Temperature dependance of Intrinsic Spin Orbit Coupling Gap in Graphene probed by Terahertz photoconductivity

Graphene is a quantum spin Hall insulator, with a nontrivial topological gap induced by the spin-orbit coupling. Such splitting is weak (similar to 45 mu eV) in the absence of external magnetic field. However, due to rather long spin-relaxation time, graphene is an attractive candidate for applications in quantum technologies. When it is encapsulated in hexagonal boron nitride, the coupling between graphene and the substrate compensates intrinsic spin-orbit coupling and decreases the nontrivial topological gap, which may lead to phase transition into a trivial band insulator state. In this work, we have measured experimentally the zero-field splittings in monolayer and bilayer graphene by the means of subterahertz photoconductivity-based electron spin resonance technique.
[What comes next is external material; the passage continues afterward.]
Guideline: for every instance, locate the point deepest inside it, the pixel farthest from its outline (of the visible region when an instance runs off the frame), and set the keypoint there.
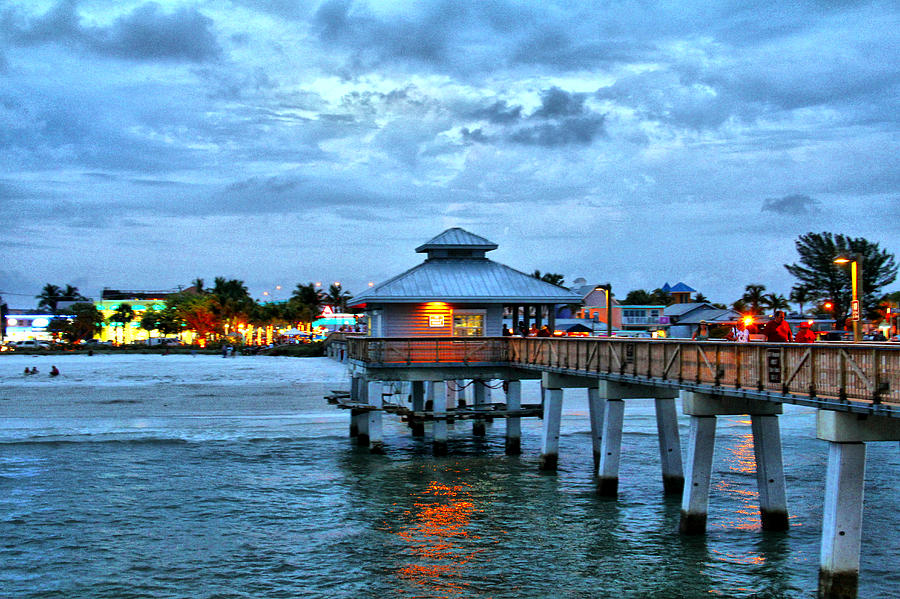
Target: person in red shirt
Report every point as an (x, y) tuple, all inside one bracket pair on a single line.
[(805, 334), (778, 330)]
The dependance in temperature of such splittings have been also studied in the 2-12K range. We observed a decrease of the spin splittings with increasing temperature. Such behavior might be understood from several physical mechanisms that could induce a temperature dependence of the spin-orbit coupling. These includes the difference in the expansion coefficients between the graphene and the boron nitride substrate or the metal contacts, the electron-phonon interactions, and the presence of a magnetic order at low temperature.